The Horror of Google Street View

Jon Rafman, BR-265, Barbacena, Minas Gerais, Brazil, (2012). Archival pigment print on aluminium. Seventeen Gallery.

It is not a good opening paragraph, as opening paragraphs go: 

A friend of mine showed me how to use Google Maps. I'm sure you've seen it. It lets you use satellite images to look at locations all over the world. A few years ago, I was in a car accident.

Besides unnecessarily explaining Google Maps, "Satellite Images" begins by executing exposition with brutality and an utter disregard for the show-don't-tell "rule." But this is creepypasta, an authorless horror story from the bowels of the internet. A kind of new iteration of the urban legend, with the internet as its city, creepypasta generally takes the form of as FOAFlore (ie friend-of-a-friend lore), comments on a forum, or a final, strangled pleading blogpost, posing as authentic testimony rather than fiction. The genre thrives on anonymity and slipshod writing, both of which boost the stories' presumed veracity. Will Wiles describes the genre as having "an eerie air of having arisen from nowhere... a networked effort to deliver dread in as efficient a way as possible." 

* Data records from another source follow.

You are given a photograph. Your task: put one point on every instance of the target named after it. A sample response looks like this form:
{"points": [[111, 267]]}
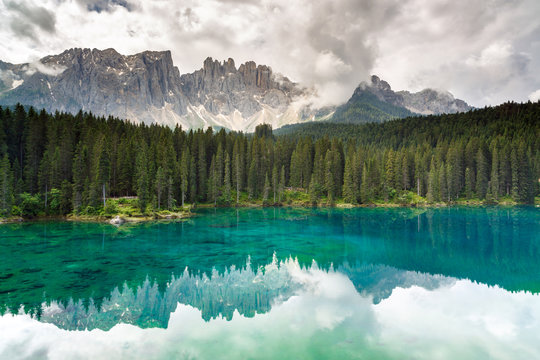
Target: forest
{"points": [[57, 164]]}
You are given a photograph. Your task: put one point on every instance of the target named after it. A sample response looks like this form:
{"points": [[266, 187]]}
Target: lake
{"points": [[276, 283]]}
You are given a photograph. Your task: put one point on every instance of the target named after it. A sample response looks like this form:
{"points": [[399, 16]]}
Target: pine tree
{"points": [[184, 173], [143, 178], [468, 184], [281, 190], [494, 183], [482, 175], [6, 186], [266, 190], [202, 171], [443, 184], [227, 178], [275, 181], [349, 188]]}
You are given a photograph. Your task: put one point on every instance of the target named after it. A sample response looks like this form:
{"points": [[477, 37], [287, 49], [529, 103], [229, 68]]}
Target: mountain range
{"points": [[147, 87]]}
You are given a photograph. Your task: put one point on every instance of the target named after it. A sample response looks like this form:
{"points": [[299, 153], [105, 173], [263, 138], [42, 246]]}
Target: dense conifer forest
{"points": [[61, 163]]}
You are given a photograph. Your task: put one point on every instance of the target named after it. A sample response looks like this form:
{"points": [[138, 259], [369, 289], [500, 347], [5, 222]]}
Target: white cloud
{"points": [[483, 52], [535, 96], [326, 317]]}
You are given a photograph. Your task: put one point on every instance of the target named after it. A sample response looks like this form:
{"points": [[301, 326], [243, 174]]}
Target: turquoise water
{"points": [[276, 283]]}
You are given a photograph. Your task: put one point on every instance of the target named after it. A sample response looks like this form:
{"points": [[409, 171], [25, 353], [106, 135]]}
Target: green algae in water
{"points": [[310, 283]]}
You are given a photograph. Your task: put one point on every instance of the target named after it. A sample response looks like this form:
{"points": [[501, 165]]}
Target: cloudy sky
{"points": [[483, 51]]}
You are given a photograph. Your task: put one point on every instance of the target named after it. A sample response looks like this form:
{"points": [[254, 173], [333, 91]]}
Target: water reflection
{"points": [[86, 276], [243, 291], [325, 318]]}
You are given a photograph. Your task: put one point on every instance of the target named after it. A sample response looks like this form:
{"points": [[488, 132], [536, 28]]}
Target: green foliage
{"points": [[66, 163], [30, 205]]}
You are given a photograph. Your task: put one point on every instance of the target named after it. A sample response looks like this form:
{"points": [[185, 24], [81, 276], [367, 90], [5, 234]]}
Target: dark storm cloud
{"points": [[485, 52], [24, 19]]}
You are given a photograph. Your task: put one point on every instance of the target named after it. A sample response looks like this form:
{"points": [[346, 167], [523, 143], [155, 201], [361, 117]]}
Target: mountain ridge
{"points": [[147, 87]]}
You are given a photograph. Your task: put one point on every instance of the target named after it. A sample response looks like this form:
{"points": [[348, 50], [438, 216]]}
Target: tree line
{"points": [[61, 163]]}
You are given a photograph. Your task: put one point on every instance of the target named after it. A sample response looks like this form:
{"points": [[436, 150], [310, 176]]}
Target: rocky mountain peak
{"points": [[427, 101]]}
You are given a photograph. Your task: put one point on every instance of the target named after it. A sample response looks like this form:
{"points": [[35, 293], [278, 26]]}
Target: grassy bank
{"points": [[127, 208]]}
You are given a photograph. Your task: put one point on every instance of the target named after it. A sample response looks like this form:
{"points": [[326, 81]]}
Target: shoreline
{"points": [[183, 215]]}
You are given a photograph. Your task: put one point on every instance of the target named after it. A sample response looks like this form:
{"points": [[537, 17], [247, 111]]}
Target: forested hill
{"points": [[61, 163], [509, 120]]}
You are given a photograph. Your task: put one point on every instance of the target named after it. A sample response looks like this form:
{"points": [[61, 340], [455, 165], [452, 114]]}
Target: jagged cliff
{"points": [[147, 87]]}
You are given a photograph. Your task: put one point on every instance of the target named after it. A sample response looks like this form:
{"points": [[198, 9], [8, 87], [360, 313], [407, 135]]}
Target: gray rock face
{"points": [[427, 101], [103, 82], [222, 89], [147, 87]]}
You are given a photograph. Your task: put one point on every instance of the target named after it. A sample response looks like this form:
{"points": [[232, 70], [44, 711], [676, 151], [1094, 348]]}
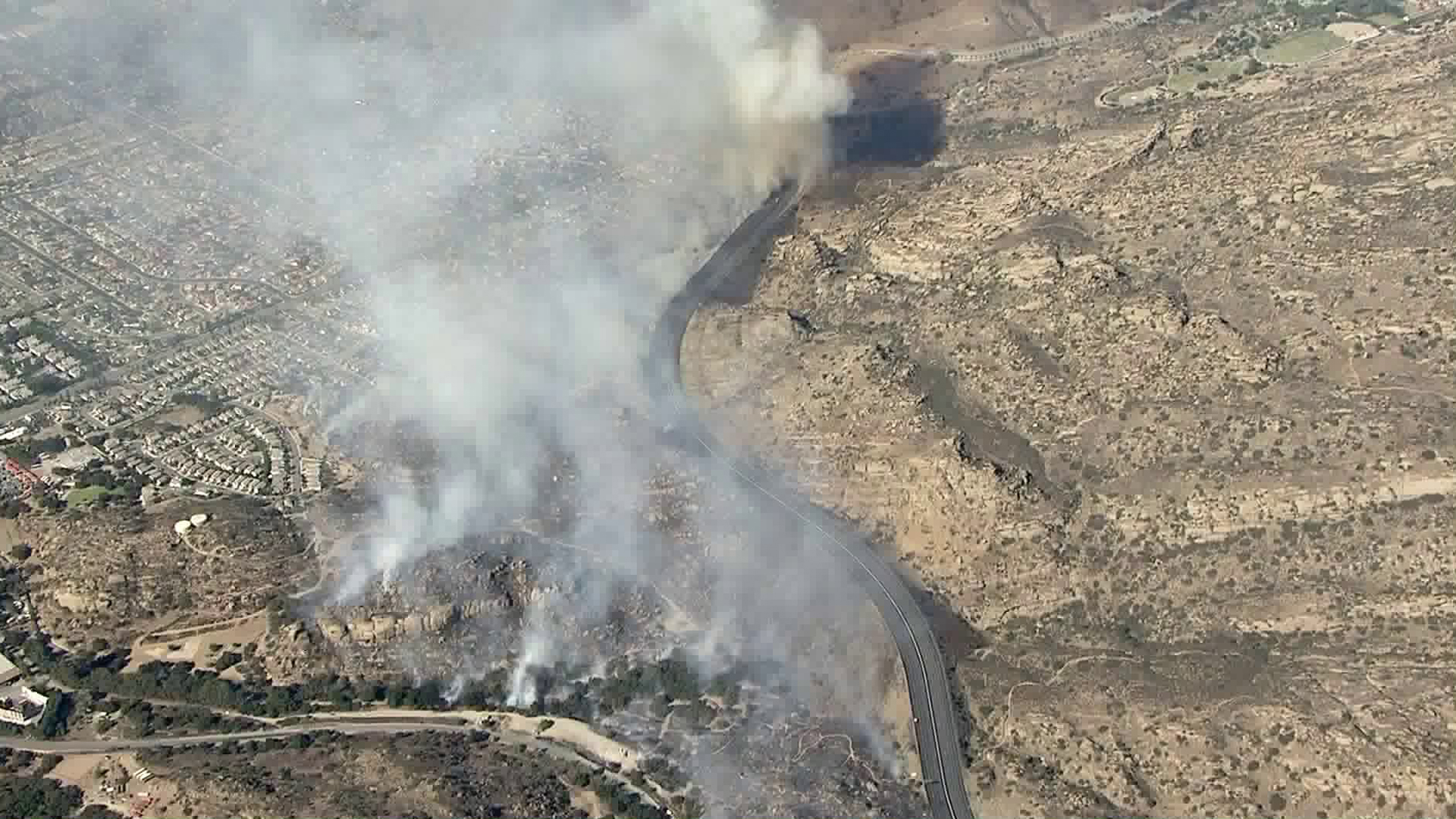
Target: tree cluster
{"points": [[36, 798]]}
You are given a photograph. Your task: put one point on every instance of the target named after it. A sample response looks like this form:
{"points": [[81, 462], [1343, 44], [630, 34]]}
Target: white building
{"points": [[20, 706]]}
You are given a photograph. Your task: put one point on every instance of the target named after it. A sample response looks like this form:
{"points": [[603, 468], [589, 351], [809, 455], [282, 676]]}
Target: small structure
{"points": [[20, 706], [8, 670]]}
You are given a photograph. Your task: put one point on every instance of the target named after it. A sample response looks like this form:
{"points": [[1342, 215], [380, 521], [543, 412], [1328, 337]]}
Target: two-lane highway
{"points": [[927, 676]]}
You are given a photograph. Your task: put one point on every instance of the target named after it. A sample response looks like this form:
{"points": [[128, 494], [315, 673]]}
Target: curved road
{"points": [[921, 654], [925, 670]]}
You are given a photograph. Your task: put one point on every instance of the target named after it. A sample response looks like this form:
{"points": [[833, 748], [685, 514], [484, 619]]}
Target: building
{"points": [[20, 706], [8, 670]]}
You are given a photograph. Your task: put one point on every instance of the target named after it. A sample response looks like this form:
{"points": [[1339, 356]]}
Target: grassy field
{"points": [[1218, 71], [1301, 47]]}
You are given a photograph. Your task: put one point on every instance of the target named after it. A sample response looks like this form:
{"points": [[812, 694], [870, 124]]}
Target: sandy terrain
{"points": [[1159, 403]]}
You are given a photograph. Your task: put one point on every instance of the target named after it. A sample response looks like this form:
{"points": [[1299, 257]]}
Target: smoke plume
{"points": [[517, 188]]}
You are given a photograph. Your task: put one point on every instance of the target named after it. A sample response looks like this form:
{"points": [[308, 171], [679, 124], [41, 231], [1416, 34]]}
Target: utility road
{"points": [[935, 725]]}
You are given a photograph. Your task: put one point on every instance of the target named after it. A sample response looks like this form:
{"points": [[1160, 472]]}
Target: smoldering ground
{"points": [[519, 187]]}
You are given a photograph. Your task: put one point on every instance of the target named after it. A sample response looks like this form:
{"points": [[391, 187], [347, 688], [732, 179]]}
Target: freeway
{"points": [[935, 725]]}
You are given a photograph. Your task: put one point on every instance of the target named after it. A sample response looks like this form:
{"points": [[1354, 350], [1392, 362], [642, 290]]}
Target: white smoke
{"points": [[604, 146]]}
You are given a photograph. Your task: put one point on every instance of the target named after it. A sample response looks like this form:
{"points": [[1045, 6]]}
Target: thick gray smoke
{"points": [[520, 186]]}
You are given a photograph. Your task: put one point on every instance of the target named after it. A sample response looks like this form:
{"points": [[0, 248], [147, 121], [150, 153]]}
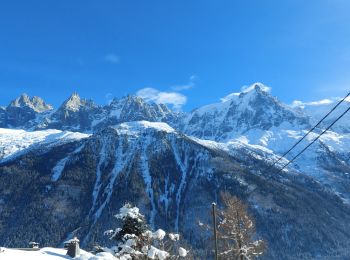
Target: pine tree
{"points": [[136, 241], [236, 231]]}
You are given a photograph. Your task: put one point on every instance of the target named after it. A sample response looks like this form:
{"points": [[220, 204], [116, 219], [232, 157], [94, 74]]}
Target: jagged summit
{"points": [[74, 103], [35, 103], [255, 88]]}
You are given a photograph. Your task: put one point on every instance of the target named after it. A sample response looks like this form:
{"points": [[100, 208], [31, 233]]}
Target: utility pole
{"points": [[215, 235]]}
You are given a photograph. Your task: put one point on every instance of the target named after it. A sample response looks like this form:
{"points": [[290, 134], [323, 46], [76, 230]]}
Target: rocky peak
{"points": [[73, 103]]}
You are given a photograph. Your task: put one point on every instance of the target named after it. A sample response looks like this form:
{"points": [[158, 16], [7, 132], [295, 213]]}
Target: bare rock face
{"points": [[241, 112], [74, 114], [24, 109]]}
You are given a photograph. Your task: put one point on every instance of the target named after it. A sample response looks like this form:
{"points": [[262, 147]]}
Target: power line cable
{"points": [[289, 162], [313, 128], [295, 157]]}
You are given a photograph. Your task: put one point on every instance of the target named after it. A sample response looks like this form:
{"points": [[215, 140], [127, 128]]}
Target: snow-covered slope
{"points": [[49, 253], [238, 113], [173, 179], [16, 142]]}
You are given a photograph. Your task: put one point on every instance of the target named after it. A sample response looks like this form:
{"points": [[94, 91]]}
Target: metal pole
{"points": [[215, 236]]}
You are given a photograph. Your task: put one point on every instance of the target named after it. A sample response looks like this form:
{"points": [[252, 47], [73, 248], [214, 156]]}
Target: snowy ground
{"points": [[14, 142], [49, 253]]}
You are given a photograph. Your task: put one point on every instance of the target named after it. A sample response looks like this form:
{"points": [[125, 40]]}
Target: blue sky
{"points": [[186, 52]]}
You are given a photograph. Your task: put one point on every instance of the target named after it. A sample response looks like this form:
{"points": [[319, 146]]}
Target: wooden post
{"points": [[215, 235], [73, 247]]}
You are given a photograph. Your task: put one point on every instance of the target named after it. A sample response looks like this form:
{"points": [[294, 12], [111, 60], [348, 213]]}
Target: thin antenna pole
{"points": [[215, 235]]}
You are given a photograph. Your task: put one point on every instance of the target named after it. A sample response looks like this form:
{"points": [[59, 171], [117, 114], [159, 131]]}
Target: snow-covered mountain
{"points": [[171, 177], [172, 166]]}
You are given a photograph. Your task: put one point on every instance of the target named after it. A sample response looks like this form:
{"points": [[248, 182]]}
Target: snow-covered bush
{"points": [[136, 241]]}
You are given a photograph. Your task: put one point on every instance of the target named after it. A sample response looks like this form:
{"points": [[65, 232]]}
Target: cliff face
{"points": [[47, 193]]}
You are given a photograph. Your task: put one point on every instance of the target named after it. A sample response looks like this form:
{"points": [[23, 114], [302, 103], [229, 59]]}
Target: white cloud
{"points": [[112, 58], [190, 84], [177, 100]]}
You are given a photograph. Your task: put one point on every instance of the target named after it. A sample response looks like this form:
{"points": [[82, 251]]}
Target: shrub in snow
{"points": [[136, 241], [236, 231]]}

The narrator of "Satellite Images," physically disabled and seemingly agoraphobic, can only "feel free" while street-viewing random cities on Google Maps; s/he finds herself stalked by a blur-faced woman with red shoes from city to city. The woman's introduction is flubbed; sentences have seemingly been lost somewhere along the story's copy-and-paste life-cycle, so much so that the reader must go back and fill in pertinent details. "Satellite Images" goes on to underline its insinuations, cut off mid-sentence as if the narrator were actually speaking, and end with a gesture towards the hoary IT'S COMING FROM INSIDE THE HOUSE. 

"Satellite Images" doesn't interrogate or challenge horror's main chords, nor does it emulate vernacular forms of internet writing in an interesting way. There exist far more polished examples of the form, such as "Candle Cove," which is carefully composed enough for its originator to keep his name on it. Yet "Satellite Images" does evoke a certain disquiet, thanks largely to the fact that it takes on faith that Street View and its smear-masked denizens are deeply and inherently creepy. As Joanne McNeil writes of that constantly mid-day land, "It never rains in the world of Google Street View but few people live there... They are photographed at an unknown moment in time, neither now nor obviously in the past," as anonymous as the author(s) of any particular creepypasta, and as difficult to situate, beyond mere geography. The overlit, underpopulated world that McNeil finds unsettling is deeply comforting to the narrator, partially because it is free enough of actual humans to allow her to project herself into it. 

Author Thomas Ligotti identifies the elements of supernatural horror as divulging "the "dark knowledge" that human beings are also things made....and may be remade because they are only clockwork processes, mechanisms, rather than immutable beings unchanging at their heart." The woman with the red sneakers, who moves through Google Maps and real space simultaneously (and thus atemporally), is a new example of such an uncanny-figure. Whether she is a ghost, a glitch, or a deliberate creation is never explained, but she is revealed as more real than the narrator, who only moves through Google Maps. Unconcerned with its own reputation, only its effect, "Satellite Images" seizes a previously unexplored instantiation of the uncanny and exploits it before the rest of the literature world catches up.